NTLM Challenge Response is 100% Broken (Yes, this is still relevant)

According to the last data from the W3 Schools, 21% of computers are running XP, while NetMarketShare claims it is 39%. Unless someone has hardened these machines (no MS patches do this), these machines are sending LM and NTLM responses! While these lists leave out server OSs, 2003 Server still sends NTLM responses by default. Yes, every MS OS since NT 4.0 SP4 has supported NTLMv2, but NTLM and LM were not excluded by default until Vista.

via Mark Gamache’s Random Blog: NTLM Challenge Response is 100% Broken (Yes, this is still relevant).

Well, here it is: I’VE BROKEN NTLM.

From the wiki definition of NTLM:

Microsoft no longer recommends NTLM in applications:[6]

“Implementers should be aware that NTLM does not support any recent cryptographic methods, such as AES or SHA-256. It uses cyclic redundancy check (CRC) or message digest algorithms (RFC1321) for integrity, and it uses RC4 for encryption.
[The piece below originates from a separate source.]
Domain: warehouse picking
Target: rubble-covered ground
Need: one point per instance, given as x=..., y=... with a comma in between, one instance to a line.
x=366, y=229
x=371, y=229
Deriving a key from a password is as specified in RFC1320 and FIPS46-2. Therefore, applications are generally advised not to use NTLM.”

While Kerberos has replaced NTLM as the default authentication protocol in an Active Directory (AD) based single sign-on scheme, NTLM is still widely used in situations where a domain controller is not available or is unreachable. For example, NTLM would be used if a client is not Kerberos capable, the server is not joined to a domain, or the user is remotely authenticating over the web.[1][3]